On February 12, the FEC issued an advisory opinion on corporate solicitations to the Chicago Mercantile Exchange (CME) Group and three of its wholly owned subsidiaries: the Chicago Board of Trade (CBOT), the New York Mercantile Exchange (NYMEX) and the Chicago Mercantile Exchange. The issue presented by the CME Group's request was whether that corporation could solicit contributions for its federal PAC from individuals who were members of the three exchanges—but not necessarily stockholders of the CME Group.

Both in its regulations and through the advisory opinion process, the FEC has allowed the corporate parent in a parent-subsidiary relationship to solicit voluntary contributions to its PAC from the entire "solicitable class" of a subsidiary or other affiliate. In the case of a typical corporation, this solicitable class includes the subsidiary corporation's stockholders, its executive and administrative personnel and the families of both groups. For membership organizations, however, this solicitable class is the organization's members, its executive and administrative personnel and their families.

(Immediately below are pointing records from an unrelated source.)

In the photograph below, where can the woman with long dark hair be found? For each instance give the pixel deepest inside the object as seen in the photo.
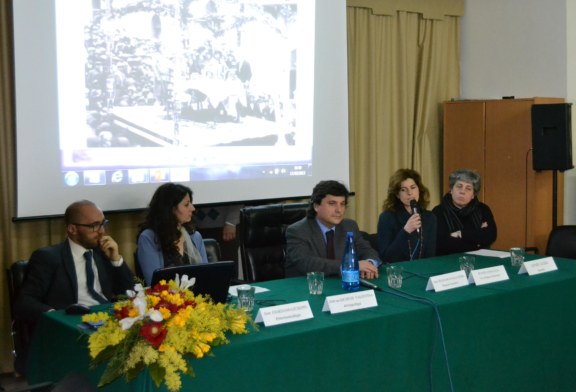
(167, 236)
(406, 230)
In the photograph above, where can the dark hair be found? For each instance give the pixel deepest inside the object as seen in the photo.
(160, 217)
(74, 214)
(392, 202)
(321, 190)
(466, 175)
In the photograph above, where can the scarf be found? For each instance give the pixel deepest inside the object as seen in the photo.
(455, 215)
(190, 249)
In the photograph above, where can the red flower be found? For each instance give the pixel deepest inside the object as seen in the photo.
(153, 332)
(122, 312)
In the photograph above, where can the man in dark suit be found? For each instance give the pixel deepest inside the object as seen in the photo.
(306, 240)
(86, 268)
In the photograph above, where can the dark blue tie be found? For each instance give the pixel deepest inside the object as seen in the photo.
(90, 279)
(330, 244)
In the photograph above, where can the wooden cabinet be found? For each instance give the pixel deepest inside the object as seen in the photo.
(494, 137)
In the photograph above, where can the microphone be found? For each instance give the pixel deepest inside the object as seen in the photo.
(369, 285)
(415, 210)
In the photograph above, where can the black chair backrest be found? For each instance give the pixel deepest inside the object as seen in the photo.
(562, 242)
(21, 330)
(212, 249)
(262, 239)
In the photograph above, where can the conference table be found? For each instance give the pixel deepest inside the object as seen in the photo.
(513, 335)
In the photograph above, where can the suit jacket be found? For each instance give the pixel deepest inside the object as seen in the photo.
(306, 247)
(51, 283)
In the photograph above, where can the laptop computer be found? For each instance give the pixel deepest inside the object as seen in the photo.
(212, 279)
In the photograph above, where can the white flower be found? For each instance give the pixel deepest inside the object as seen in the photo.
(185, 283)
(141, 305)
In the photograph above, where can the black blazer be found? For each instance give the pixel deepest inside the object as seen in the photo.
(306, 248)
(51, 283)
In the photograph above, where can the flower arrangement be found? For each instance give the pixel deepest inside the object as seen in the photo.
(156, 328)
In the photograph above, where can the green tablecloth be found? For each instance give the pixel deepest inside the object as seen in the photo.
(516, 335)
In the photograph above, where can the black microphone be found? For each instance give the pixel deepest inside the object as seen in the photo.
(370, 285)
(415, 210)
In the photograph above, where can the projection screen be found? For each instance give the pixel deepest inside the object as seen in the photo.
(238, 99)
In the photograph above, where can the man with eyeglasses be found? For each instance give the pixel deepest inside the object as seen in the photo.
(86, 268)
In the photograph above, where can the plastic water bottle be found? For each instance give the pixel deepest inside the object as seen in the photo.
(350, 268)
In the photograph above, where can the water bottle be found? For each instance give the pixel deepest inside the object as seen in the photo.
(350, 268)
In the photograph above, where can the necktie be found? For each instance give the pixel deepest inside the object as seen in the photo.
(90, 279)
(330, 244)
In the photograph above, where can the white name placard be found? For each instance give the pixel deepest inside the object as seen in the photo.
(447, 281)
(350, 301)
(539, 266)
(282, 314)
(488, 275)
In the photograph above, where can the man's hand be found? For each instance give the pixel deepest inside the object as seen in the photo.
(109, 247)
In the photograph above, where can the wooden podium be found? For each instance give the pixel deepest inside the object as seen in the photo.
(494, 137)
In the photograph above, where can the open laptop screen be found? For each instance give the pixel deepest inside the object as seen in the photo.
(212, 279)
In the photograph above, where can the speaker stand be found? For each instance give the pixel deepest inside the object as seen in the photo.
(554, 198)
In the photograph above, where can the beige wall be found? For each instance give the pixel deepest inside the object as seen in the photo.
(523, 48)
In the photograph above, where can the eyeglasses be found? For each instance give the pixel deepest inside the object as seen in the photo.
(94, 226)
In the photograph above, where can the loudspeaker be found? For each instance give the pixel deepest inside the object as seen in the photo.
(552, 136)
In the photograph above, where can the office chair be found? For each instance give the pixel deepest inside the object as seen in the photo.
(262, 239)
(562, 242)
(21, 331)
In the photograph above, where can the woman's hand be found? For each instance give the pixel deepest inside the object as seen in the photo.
(413, 223)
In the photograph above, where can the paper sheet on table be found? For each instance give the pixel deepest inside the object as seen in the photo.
(232, 289)
(490, 253)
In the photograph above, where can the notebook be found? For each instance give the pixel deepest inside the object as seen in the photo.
(212, 279)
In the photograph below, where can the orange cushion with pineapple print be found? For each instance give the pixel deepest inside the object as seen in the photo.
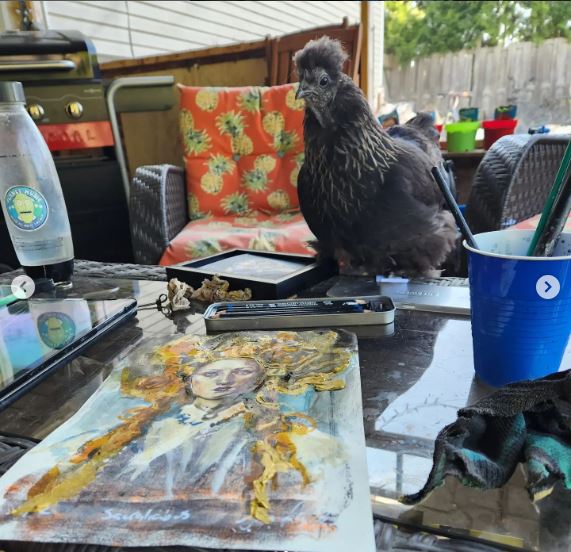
(243, 149)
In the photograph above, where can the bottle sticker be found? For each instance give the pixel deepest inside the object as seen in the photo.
(27, 208)
(56, 329)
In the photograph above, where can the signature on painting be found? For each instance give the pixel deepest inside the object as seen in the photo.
(150, 514)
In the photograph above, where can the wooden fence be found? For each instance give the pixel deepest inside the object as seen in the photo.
(536, 77)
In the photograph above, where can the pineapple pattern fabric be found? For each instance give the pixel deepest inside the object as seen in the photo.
(242, 149)
(285, 232)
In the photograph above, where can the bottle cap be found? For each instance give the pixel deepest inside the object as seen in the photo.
(12, 92)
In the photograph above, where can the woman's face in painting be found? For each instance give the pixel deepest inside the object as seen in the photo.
(226, 378)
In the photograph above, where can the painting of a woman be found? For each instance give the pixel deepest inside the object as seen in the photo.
(221, 441)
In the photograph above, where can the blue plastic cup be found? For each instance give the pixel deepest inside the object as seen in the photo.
(521, 307)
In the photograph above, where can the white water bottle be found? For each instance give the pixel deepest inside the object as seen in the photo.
(30, 192)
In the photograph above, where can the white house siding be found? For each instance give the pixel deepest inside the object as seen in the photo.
(129, 28)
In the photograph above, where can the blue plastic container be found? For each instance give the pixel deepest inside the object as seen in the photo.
(521, 307)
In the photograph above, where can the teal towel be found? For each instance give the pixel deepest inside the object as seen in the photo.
(528, 422)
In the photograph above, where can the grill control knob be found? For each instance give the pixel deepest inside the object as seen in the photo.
(36, 112)
(74, 110)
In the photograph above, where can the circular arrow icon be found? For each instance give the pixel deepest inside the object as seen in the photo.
(23, 287)
(548, 287)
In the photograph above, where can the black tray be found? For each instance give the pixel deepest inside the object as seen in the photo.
(246, 268)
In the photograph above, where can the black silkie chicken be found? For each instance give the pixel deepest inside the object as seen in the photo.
(366, 194)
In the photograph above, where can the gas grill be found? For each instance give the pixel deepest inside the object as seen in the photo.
(65, 95)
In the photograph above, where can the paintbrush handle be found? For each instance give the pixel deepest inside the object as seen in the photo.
(274, 312)
(551, 198)
(440, 178)
(290, 304)
(555, 223)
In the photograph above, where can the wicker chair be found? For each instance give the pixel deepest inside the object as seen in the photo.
(513, 180)
(158, 210)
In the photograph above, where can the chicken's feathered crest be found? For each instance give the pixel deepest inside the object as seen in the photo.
(325, 53)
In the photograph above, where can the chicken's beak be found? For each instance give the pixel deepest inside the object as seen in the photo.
(301, 93)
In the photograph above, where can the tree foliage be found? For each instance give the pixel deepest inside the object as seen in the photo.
(421, 28)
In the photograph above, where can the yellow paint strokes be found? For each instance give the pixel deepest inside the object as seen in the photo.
(278, 454)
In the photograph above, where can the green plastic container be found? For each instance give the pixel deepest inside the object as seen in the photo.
(462, 136)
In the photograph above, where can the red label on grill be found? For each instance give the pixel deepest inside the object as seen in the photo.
(96, 134)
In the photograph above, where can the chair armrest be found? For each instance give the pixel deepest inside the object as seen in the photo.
(157, 210)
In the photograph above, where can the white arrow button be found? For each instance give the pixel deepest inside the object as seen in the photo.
(548, 287)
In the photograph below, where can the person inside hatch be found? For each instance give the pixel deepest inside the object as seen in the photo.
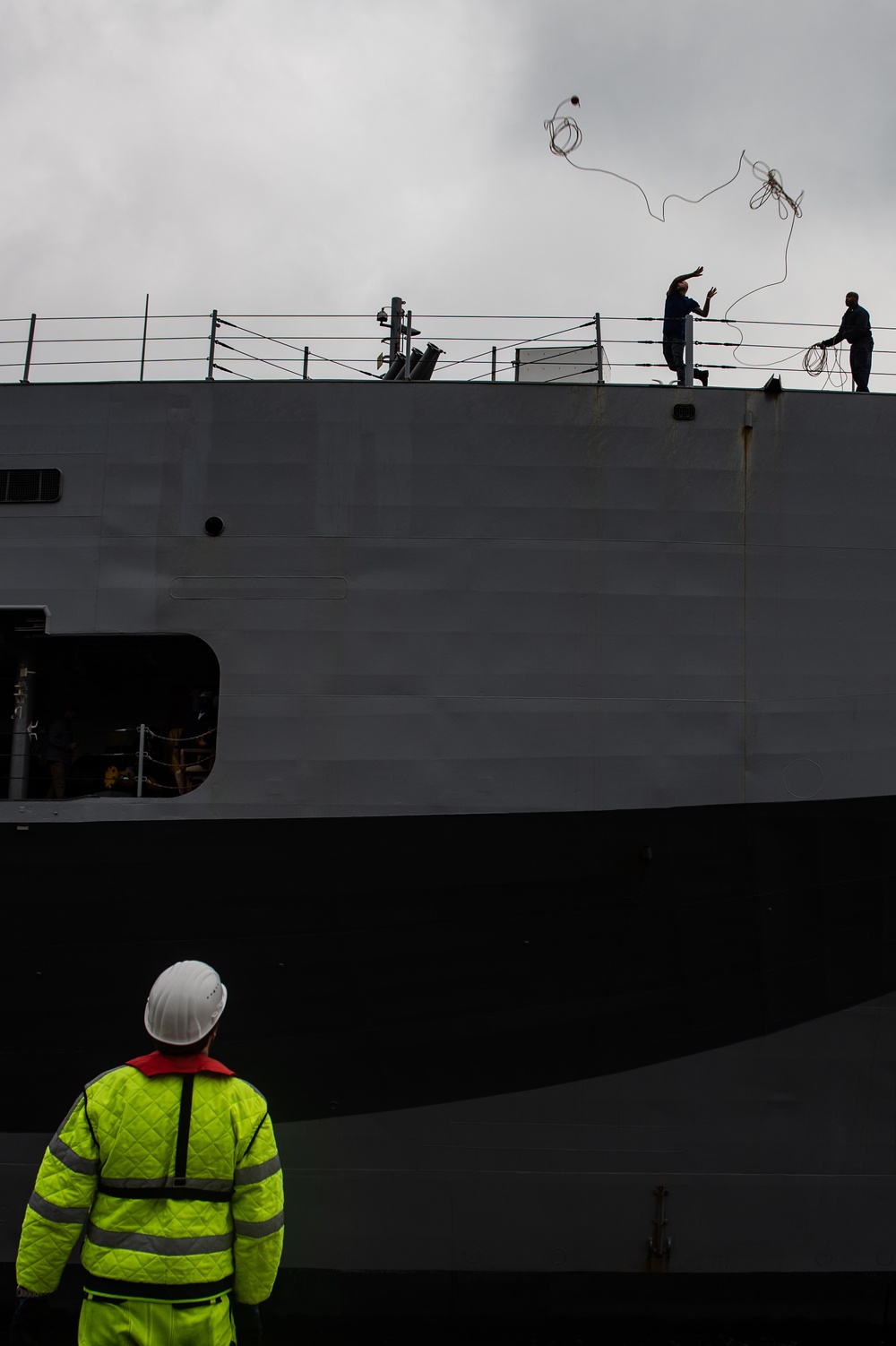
(169, 1167)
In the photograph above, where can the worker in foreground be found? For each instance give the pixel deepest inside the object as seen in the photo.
(168, 1164)
(856, 329)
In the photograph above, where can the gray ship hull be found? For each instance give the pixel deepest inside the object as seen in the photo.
(555, 764)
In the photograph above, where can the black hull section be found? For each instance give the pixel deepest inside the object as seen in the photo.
(389, 962)
(504, 1307)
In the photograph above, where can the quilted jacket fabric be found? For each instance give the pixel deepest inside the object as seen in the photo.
(174, 1179)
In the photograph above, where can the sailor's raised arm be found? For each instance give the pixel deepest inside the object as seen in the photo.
(689, 275)
(704, 311)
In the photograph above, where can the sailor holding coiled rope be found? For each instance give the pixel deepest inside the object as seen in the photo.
(855, 329)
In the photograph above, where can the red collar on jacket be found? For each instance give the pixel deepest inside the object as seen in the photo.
(156, 1064)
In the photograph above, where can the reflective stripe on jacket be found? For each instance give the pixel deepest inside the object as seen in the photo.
(175, 1181)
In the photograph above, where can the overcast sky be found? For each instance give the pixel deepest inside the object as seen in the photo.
(316, 156)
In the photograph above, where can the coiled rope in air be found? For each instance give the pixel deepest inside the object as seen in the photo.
(565, 137)
(815, 362)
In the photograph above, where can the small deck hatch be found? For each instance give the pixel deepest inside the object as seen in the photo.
(30, 485)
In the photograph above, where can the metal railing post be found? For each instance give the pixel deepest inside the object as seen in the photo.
(24, 377)
(211, 348)
(142, 349)
(140, 756)
(689, 350)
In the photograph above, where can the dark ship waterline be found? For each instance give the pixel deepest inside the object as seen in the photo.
(547, 844)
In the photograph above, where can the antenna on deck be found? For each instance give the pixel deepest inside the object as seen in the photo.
(404, 361)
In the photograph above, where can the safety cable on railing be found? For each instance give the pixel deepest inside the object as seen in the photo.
(279, 341)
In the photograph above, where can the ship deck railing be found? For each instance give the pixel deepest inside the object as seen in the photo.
(475, 348)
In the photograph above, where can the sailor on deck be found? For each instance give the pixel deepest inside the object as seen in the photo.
(169, 1167)
(856, 329)
(677, 308)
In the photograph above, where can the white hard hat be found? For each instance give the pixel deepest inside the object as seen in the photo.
(185, 1003)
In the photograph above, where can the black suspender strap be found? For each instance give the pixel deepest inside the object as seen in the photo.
(183, 1131)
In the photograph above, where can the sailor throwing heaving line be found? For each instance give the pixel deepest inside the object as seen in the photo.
(677, 308)
(168, 1164)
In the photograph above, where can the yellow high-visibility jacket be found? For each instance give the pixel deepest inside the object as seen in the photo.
(169, 1167)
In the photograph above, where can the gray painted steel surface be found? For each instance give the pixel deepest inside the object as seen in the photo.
(466, 600)
(456, 598)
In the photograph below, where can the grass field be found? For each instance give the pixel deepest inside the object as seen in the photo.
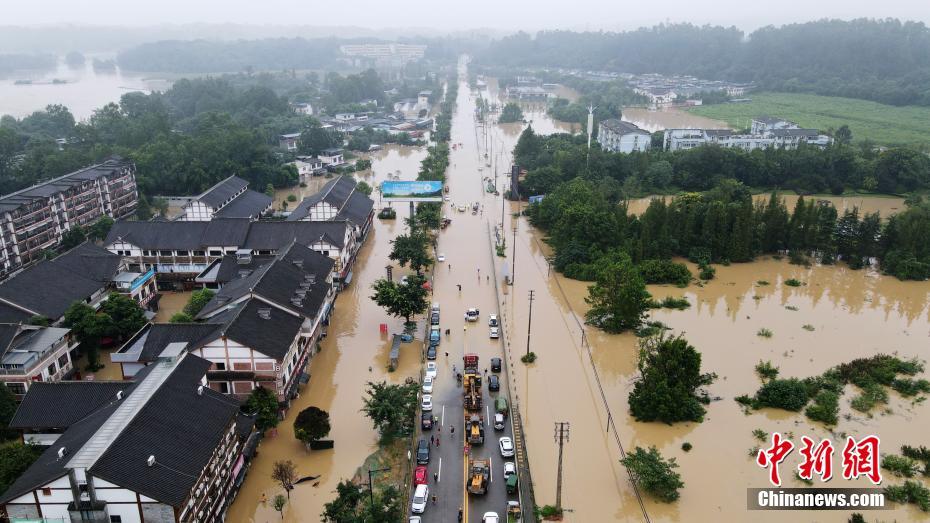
(882, 124)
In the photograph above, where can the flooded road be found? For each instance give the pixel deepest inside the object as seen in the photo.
(853, 314)
(338, 374)
(669, 118)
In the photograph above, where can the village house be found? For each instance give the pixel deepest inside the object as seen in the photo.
(86, 274)
(179, 251)
(34, 219)
(30, 354)
(338, 200)
(164, 447)
(260, 329)
(230, 198)
(623, 137)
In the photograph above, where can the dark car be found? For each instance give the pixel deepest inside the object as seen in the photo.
(422, 452)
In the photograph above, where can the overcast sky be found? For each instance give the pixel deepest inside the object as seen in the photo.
(453, 14)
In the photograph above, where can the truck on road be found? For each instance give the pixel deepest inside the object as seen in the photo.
(478, 475)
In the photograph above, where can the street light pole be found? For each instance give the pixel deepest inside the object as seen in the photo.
(371, 487)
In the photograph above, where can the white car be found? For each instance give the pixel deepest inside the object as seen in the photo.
(510, 468)
(506, 445)
(420, 497)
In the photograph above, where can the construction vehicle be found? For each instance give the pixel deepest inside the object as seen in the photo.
(474, 429)
(478, 475)
(471, 383)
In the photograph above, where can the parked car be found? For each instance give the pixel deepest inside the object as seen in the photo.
(420, 497)
(421, 476)
(422, 452)
(509, 468)
(506, 445)
(499, 421)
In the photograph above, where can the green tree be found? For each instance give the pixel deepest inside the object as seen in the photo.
(311, 424)
(126, 315)
(411, 248)
(668, 382)
(198, 300)
(402, 300)
(88, 326)
(181, 317)
(511, 113)
(263, 404)
(73, 237)
(391, 408)
(279, 504)
(285, 473)
(15, 458)
(654, 474)
(618, 298)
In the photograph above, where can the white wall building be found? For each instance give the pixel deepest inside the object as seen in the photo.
(622, 137)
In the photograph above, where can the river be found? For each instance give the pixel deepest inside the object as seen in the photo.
(84, 89)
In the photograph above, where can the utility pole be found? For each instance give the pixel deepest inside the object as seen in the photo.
(529, 324)
(561, 436)
(371, 486)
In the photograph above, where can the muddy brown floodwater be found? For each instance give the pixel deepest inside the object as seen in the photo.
(339, 373)
(853, 313)
(884, 205)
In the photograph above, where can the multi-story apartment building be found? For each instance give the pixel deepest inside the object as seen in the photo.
(622, 137)
(164, 448)
(34, 219)
(260, 329)
(182, 250)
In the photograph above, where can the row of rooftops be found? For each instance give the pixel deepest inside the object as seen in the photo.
(115, 165)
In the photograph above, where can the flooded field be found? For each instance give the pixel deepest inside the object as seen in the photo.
(353, 353)
(669, 118)
(884, 205)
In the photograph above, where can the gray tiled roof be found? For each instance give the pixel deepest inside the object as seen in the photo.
(179, 427)
(217, 195)
(73, 276)
(62, 404)
(249, 204)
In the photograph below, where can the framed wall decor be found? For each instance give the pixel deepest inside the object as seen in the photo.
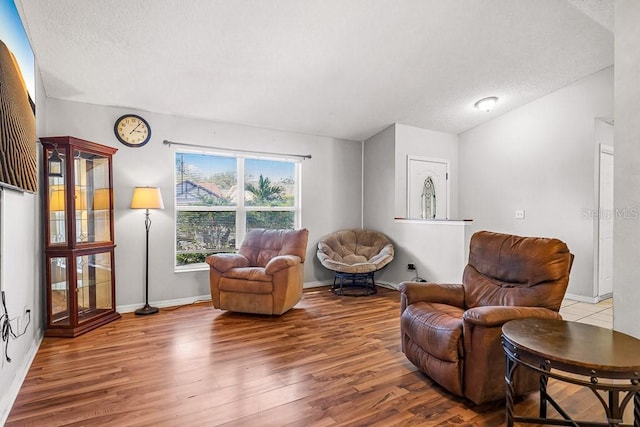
(18, 167)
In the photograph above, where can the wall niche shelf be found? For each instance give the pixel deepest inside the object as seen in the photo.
(78, 242)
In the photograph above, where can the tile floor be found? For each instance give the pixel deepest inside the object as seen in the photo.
(600, 314)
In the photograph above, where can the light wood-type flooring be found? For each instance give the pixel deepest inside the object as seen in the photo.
(331, 361)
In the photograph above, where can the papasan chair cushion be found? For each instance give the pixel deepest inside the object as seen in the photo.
(355, 251)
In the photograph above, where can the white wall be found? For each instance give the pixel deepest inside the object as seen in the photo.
(540, 158)
(331, 188)
(21, 275)
(410, 140)
(626, 268)
(437, 250)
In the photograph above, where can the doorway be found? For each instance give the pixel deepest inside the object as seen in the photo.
(606, 212)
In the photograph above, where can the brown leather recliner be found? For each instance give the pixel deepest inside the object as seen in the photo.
(452, 332)
(264, 277)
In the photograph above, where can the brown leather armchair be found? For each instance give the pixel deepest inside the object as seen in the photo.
(264, 277)
(452, 332)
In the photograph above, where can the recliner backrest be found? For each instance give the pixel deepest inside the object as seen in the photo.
(261, 245)
(505, 269)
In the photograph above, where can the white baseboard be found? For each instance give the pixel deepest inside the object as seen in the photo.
(590, 300)
(190, 300)
(166, 303)
(389, 285)
(10, 395)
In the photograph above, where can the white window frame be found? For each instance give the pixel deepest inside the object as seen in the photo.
(240, 209)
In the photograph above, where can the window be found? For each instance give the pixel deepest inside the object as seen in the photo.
(213, 216)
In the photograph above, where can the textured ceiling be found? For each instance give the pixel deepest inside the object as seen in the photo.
(341, 68)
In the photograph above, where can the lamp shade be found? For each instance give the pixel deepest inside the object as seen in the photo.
(147, 198)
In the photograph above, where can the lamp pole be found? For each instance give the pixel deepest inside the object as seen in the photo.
(147, 309)
(146, 198)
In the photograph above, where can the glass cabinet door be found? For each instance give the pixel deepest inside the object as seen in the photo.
(92, 198)
(59, 291)
(93, 286)
(56, 205)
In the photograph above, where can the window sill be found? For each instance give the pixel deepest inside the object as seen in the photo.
(202, 266)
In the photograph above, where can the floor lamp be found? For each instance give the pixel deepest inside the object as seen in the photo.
(147, 198)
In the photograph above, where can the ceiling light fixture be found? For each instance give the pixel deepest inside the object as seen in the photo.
(486, 104)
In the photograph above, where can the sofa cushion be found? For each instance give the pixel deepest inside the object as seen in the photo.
(228, 284)
(436, 328)
(505, 269)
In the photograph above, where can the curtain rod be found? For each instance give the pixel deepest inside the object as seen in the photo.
(186, 144)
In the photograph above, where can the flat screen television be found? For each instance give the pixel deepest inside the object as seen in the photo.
(18, 167)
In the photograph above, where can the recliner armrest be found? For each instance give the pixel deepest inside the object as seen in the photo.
(412, 292)
(225, 262)
(281, 262)
(498, 315)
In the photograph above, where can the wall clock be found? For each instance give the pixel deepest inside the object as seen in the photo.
(132, 130)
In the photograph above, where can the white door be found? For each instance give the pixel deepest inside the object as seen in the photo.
(605, 224)
(420, 169)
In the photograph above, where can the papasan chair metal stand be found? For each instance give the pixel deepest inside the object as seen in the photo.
(354, 256)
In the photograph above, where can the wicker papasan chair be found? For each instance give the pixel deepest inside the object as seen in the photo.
(354, 256)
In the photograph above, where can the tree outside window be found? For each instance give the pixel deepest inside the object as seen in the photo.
(210, 215)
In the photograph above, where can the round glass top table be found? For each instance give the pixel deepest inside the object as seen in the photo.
(605, 361)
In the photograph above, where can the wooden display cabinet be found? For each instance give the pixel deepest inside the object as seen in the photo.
(79, 243)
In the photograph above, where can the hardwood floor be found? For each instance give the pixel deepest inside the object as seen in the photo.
(331, 361)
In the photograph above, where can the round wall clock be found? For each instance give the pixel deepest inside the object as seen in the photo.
(132, 130)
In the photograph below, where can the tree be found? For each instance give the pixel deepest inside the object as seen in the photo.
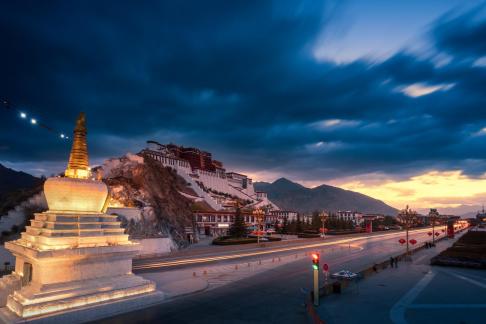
(238, 228)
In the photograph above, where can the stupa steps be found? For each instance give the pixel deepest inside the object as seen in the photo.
(72, 225)
(51, 292)
(60, 217)
(63, 242)
(73, 232)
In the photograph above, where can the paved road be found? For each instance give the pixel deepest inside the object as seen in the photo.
(250, 252)
(414, 293)
(273, 296)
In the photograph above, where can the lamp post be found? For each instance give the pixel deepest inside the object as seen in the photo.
(407, 217)
(259, 216)
(433, 215)
(324, 215)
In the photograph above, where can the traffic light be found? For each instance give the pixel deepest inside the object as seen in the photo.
(315, 261)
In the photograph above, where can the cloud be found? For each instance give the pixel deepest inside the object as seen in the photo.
(240, 80)
(418, 89)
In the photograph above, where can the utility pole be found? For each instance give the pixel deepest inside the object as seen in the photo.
(433, 216)
(407, 217)
(324, 215)
(315, 269)
(259, 214)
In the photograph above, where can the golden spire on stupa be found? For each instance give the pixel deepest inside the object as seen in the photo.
(78, 166)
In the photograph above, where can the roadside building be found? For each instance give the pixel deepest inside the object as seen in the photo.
(354, 216)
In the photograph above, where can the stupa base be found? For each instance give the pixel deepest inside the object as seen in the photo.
(88, 313)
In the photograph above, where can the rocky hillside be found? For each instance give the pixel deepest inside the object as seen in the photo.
(16, 187)
(154, 189)
(11, 180)
(293, 196)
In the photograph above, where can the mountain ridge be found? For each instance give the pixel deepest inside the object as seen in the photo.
(293, 196)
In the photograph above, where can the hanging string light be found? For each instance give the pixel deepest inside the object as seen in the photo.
(33, 121)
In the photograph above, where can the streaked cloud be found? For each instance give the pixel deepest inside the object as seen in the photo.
(420, 89)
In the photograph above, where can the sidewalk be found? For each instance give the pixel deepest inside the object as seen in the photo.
(413, 293)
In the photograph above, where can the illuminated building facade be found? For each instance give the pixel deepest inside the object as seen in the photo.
(73, 255)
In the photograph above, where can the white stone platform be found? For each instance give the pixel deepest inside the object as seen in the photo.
(90, 313)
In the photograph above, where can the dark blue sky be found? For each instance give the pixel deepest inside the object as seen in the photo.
(311, 90)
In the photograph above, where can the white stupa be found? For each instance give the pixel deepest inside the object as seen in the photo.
(73, 256)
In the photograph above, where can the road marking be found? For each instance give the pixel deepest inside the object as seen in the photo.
(421, 258)
(474, 282)
(437, 306)
(397, 313)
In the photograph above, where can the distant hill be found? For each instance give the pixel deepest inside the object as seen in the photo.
(293, 196)
(11, 180)
(16, 187)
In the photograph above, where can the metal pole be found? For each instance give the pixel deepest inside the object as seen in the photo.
(407, 239)
(258, 230)
(433, 231)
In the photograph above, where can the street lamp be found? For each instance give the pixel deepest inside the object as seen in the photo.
(407, 217)
(433, 216)
(324, 215)
(259, 216)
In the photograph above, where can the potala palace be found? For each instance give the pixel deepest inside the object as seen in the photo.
(208, 178)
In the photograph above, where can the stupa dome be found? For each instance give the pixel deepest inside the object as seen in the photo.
(76, 192)
(79, 195)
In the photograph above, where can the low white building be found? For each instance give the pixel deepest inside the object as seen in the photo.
(354, 216)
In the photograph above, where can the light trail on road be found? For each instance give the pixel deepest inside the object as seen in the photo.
(155, 265)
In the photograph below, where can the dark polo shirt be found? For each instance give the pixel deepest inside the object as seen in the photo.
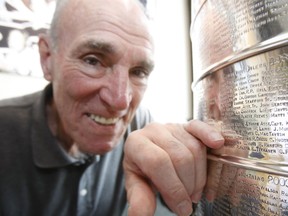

After an exhaustive review of both the legal criteria and the organizational structure of the three exchanges, the FEC concluded that the CBOT and the NYMEX met the requirements of a membership organization. Consequently, the CME Group could solicit certain members of these exchanges for contributions to its PAC, including individual "outright owners of a seat" on an exchange (which can cost anywhere between $500,000 and $1.5 million). Although concluding that the CME, the third subsidiary, was not a membership organization, the FEC nevertheless allowed the CME Group to solicit certain members of the CME because such individuals were automatically granted shares of stock in the CME Group (and thus were already in the parent corporation's solicitable class).